Prove that for every convex polyhedron there are two faces with the same number of sides.
Prove that the following facts are true for any graph:
a) The sum of degrees of all vertices is equal to twice the number of edges (and therefore it is even);
b) The number of vertices of odd degree is even.
In the Land of Linguists live \(m\) people, who have opportunity to speak \(n\) languages. Each person knows exactly three languages, and the sets of known languages may be different for different people. It is known that \(k\) is the maximum number of people, any two of whom can talk without interpreters. It turned out that \(11n \leq k \leq m/2\). Prove that then there are at least \(mn\) pairs of people in the country who will not be able to talk without interpreters.
Let’s compute the infinite sum: \[1+2 + 4 + 8 + 16 + ... + 2^n + ... = c\] Observe that \(1+2+4+8+... = 1 + 2(1+2+4+8+16+...)\), namely \(c = 1+2c\), then it follows that \[c = 1+2+4+8+... = -1.\]

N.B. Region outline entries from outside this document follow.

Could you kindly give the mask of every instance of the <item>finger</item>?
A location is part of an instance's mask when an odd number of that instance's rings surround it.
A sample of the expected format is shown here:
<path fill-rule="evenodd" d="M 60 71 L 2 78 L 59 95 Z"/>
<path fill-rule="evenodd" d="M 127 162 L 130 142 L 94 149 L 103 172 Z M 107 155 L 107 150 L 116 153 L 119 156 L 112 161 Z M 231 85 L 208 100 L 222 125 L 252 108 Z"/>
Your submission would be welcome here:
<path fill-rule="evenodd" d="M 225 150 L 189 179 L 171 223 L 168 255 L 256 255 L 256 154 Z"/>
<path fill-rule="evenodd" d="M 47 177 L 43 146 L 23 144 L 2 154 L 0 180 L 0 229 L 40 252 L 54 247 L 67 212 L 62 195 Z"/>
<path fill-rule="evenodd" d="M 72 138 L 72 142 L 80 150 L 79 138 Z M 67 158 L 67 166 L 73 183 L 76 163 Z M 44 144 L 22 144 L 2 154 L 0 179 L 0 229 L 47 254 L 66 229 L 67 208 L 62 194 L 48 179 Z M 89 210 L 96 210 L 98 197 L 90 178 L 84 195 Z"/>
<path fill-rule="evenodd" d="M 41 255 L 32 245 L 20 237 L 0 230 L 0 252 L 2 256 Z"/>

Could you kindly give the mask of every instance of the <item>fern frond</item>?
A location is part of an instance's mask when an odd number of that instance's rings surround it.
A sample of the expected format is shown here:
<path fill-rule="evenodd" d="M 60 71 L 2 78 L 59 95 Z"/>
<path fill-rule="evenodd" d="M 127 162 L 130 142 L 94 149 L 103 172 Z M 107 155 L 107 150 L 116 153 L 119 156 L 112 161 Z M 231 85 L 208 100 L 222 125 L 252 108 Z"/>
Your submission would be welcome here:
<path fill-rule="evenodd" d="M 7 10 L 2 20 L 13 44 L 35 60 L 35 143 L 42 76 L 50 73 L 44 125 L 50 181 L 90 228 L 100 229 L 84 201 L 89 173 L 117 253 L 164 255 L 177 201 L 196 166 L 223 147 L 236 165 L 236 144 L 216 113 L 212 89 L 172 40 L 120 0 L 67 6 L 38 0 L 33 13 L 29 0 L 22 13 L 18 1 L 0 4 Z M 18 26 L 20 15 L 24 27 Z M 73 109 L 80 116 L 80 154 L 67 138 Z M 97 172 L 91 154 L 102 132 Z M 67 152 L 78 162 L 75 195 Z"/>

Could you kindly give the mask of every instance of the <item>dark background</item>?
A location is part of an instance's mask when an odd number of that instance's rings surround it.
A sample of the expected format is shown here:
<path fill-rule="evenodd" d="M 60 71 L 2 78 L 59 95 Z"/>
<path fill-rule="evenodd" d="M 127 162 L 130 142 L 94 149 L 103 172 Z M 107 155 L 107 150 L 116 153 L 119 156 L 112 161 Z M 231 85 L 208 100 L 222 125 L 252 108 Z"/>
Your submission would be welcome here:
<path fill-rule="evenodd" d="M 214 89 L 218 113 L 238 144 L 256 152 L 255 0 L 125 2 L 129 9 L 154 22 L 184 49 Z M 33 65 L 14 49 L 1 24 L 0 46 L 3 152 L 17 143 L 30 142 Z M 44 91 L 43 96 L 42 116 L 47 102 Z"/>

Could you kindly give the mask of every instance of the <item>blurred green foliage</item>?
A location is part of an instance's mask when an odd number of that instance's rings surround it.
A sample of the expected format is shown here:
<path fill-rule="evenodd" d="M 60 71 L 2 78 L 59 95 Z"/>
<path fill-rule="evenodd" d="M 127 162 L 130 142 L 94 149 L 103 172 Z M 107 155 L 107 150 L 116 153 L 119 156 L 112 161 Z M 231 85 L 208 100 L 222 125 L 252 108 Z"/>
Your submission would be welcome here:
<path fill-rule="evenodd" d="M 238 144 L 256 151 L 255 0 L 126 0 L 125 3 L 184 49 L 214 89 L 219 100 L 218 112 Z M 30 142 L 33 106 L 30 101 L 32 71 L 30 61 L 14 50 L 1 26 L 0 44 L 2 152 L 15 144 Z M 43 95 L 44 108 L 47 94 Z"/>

There are \(16\) cities in the kingdom. Prove that it is not possible to build a system of roads in such a way that one can get from any city to any other without passing through more than one city on the way, and with at most four roads coming out of each city.

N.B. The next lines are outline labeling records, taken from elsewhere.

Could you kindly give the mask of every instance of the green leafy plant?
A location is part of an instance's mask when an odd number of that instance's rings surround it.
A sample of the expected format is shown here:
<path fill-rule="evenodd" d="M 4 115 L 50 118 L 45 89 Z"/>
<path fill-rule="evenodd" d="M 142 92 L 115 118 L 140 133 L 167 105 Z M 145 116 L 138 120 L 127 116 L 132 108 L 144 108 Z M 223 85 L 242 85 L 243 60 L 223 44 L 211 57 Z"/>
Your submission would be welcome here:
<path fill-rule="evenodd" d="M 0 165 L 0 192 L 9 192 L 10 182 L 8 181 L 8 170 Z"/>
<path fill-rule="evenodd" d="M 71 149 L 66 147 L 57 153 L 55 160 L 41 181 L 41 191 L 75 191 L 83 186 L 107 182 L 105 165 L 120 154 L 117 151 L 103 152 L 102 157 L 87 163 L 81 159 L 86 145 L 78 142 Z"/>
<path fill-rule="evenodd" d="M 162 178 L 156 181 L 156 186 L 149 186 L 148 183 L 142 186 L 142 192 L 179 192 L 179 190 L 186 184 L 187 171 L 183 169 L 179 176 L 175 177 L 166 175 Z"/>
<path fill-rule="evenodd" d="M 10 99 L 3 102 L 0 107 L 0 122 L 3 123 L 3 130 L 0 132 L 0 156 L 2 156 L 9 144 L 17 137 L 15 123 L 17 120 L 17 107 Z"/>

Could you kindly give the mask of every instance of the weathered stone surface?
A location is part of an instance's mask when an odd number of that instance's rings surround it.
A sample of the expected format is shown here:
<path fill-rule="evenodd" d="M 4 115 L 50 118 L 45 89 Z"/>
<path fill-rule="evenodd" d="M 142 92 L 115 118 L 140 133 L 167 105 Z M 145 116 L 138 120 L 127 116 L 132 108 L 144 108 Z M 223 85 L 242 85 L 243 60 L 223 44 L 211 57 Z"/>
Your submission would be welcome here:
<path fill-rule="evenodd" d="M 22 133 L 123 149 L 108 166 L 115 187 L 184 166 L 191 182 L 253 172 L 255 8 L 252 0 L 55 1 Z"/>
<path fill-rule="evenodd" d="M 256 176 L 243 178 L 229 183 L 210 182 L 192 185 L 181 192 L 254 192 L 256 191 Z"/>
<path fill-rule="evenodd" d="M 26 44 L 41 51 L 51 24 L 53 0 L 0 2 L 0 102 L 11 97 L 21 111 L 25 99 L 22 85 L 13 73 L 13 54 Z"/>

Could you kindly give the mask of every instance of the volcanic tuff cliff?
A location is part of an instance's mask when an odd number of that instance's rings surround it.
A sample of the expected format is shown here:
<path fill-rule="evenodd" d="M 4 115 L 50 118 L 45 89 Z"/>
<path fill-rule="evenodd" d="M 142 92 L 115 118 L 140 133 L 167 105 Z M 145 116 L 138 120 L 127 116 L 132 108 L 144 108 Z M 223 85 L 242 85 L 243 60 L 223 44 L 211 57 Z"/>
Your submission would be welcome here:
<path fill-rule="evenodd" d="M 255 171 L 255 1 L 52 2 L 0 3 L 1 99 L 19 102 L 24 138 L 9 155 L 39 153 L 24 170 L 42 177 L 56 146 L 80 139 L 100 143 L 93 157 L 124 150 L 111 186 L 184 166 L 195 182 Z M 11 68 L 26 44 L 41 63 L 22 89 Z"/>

There are \(16\) cities in the kingdom. Prove that it is possible to build a system of roads in such a way that one can get from any city to any other without passing through more than one city on the way, and with at most five roads coming out of each city.
Show that a bipartite graph with \(n\) vertices cannot have more than \(\frac{n^2}{4}\) edges.

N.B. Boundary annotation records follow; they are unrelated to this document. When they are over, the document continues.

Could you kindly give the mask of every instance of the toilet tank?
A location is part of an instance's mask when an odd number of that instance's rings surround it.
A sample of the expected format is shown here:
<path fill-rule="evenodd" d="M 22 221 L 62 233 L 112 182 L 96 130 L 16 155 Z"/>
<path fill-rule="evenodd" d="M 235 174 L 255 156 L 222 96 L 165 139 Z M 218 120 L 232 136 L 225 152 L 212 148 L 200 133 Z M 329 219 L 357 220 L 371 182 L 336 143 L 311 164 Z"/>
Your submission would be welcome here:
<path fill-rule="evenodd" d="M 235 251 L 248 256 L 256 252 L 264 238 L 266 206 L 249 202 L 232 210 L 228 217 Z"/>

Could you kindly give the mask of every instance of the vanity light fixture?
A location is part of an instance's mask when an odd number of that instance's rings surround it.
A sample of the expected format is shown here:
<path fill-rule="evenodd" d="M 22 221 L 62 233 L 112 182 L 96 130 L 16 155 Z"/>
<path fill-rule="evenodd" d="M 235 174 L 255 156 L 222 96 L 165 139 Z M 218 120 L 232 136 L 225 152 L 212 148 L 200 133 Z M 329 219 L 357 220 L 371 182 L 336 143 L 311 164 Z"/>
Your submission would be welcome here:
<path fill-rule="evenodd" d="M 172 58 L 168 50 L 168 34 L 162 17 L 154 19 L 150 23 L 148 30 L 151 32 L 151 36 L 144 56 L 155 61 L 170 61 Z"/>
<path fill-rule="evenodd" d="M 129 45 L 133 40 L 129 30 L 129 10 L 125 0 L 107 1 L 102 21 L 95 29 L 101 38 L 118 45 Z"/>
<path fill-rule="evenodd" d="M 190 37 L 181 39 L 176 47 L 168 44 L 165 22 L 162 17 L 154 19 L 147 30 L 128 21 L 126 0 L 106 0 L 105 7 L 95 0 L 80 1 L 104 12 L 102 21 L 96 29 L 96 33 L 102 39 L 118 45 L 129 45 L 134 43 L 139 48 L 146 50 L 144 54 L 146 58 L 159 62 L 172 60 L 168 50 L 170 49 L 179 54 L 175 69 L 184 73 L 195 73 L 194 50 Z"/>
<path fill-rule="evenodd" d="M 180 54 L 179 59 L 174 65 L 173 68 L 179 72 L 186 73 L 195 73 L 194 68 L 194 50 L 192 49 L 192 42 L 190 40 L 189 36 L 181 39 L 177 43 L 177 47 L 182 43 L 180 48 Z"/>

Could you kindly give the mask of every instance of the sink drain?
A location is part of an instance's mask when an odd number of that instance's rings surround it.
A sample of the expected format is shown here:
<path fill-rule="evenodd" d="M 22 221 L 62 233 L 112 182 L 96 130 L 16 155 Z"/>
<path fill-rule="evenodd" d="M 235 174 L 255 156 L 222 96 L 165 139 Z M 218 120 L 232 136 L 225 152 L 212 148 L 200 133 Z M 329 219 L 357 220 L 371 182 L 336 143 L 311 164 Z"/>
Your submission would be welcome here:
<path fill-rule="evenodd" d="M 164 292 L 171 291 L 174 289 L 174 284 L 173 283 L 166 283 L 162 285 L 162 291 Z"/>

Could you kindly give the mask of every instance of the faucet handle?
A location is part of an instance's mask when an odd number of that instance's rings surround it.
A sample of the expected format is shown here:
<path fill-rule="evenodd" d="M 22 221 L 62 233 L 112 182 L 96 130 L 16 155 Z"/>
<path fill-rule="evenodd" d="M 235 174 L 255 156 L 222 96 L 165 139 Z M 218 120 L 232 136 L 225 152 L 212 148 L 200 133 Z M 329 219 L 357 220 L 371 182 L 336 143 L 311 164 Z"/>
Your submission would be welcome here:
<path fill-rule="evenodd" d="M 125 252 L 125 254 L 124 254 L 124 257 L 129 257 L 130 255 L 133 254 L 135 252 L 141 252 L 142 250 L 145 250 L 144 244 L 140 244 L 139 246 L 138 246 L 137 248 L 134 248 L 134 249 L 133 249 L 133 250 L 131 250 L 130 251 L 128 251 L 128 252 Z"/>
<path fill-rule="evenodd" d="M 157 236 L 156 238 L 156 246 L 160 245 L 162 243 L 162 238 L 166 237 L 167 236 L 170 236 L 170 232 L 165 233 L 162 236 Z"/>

In a graph \(G\), we call a matching any choice of edges in \(G\) in such a way that all vertices have only one edge among chosen connected to them. A perfect matching is a matching which is arranged on all vertices of the graph.
Let \(G\) be a graph with \(2n\) vertices and all the vertices have degree at least \(n\) (the number of edges exiting the vertex). Prove that one can choose a perfect matching in \(G\).